On a personal level, the abrupt demise of the Maryland Distinguished Scholar program is understandably distressing to high school senior Lindsay Michocki ("Seniors stunned by Md. scholarship cuts," May 11). On a policy level, however, the program was a prime example of a well intentioned government effort but one wholly lacking empirical evidence of its efficacy.

Created by the legislature more than a quarter century ago for the purpose of rewarding Maryland's brightest students for attending college in state, the program was predicated on the unproven assumption that it is bad public policy for Maryland students to attend the nation's finest universities, for fear that they would never return home. Further, the $3,000 annual grants were not inflation indexed, even as the cost of attending college skyrocketed, making the grants ever less an incentive to stay home. Worse yet, there has never been a study done to demonstrate that the grants were achieving their desired effect.

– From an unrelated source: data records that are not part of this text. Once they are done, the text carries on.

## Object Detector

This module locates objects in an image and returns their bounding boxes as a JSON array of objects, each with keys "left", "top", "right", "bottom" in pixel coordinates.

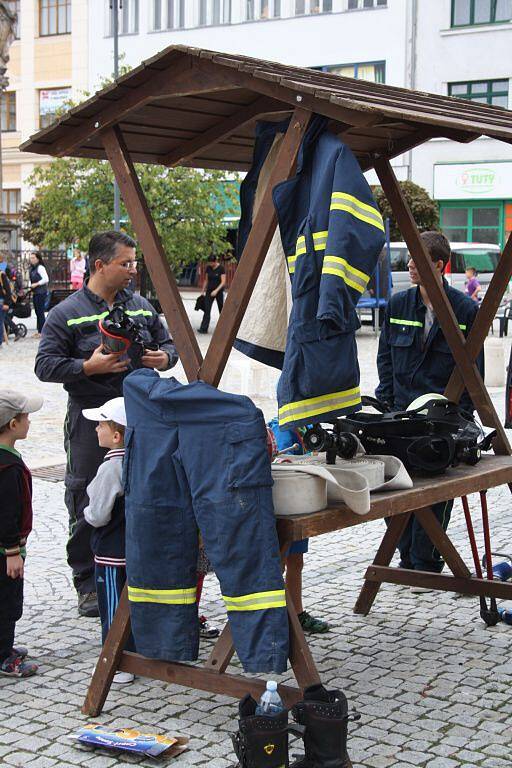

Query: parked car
[{"left": 388, "top": 241, "right": 501, "bottom": 296}]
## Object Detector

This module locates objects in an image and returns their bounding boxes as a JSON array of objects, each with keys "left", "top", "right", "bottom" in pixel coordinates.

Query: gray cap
[{"left": 0, "top": 390, "right": 44, "bottom": 426}]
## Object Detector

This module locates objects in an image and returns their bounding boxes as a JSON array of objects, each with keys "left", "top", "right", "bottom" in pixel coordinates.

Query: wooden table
[{"left": 83, "top": 455, "right": 512, "bottom": 717}]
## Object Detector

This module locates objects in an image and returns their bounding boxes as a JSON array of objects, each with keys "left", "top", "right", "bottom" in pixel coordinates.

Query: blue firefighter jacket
[
  {"left": 375, "top": 280, "right": 483, "bottom": 413},
  {"left": 239, "top": 116, "right": 385, "bottom": 429}
]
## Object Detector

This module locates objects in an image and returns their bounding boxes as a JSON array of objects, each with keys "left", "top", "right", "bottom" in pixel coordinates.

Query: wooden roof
[{"left": 21, "top": 45, "right": 512, "bottom": 172}]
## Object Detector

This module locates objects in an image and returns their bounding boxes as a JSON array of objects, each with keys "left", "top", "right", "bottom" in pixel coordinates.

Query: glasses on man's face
[{"left": 114, "top": 260, "right": 138, "bottom": 270}]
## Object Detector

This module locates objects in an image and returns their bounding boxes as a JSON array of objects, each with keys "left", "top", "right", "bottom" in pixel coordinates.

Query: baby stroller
[{"left": 9, "top": 290, "right": 32, "bottom": 338}]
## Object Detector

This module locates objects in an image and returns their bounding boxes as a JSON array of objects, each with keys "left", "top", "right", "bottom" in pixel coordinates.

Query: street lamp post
[
  {"left": 110, "top": 0, "right": 121, "bottom": 231},
  {"left": 0, "top": 3, "right": 18, "bottom": 253}
]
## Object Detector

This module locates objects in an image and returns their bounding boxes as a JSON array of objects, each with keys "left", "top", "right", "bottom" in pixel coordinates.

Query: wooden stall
[{"left": 21, "top": 46, "right": 512, "bottom": 716}]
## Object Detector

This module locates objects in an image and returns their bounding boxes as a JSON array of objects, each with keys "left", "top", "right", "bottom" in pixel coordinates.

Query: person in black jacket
[
  {"left": 0, "top": 268, "right": 11, "bottom": 347},
  {"left": 29, "top": 253, "right": 49, "bottom": 336},
  {"left": 0, "top": 390, "right": 43, "bottom": 678},
  {"left": 376, "top": 231, "right": 483, "bottom": 578},
  {"left": 35, "top": 231, "right": 179, "bottom": 617}
]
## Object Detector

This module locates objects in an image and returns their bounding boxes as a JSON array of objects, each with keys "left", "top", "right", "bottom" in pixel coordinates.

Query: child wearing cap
[
  {"left": 0, "top": 389, "right": 43, "bottom": 678},
  {"left": 82, "top": 396, "right": 134, "bottom": 685}
]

The lack of a $3,000 grant will not keep Ms. Michocki from attending college this fall. She and all the other Distinguished Scholars will attend college, I am certain, but that is not the case for Maryland's poorest students, for whom financial aid makes all the difference in college attendance. While some may bemoan that the Distinguished Scholars program fell to the budget ax, the greater regret, from a public policy perspective, is that the state's scholarship program of need-based aid, which has never been adequate to meet the need, has been flat-funded for the past three years.

One part of the Distinguished Scholars program that will be missed, appropriately I believe, is the recognition of students who excel in the arts. While there are multiple programs to identify and recognize academically accomplished students, such as National Merit Awards, AP credits, standardized tests, etc., there are too few comparable ways for accomplished students in the arts to be measured and recognized.

Kevin M. O'Keefe, Baltimore

The writer is a former chairman of the Maryland Higher Education Commission.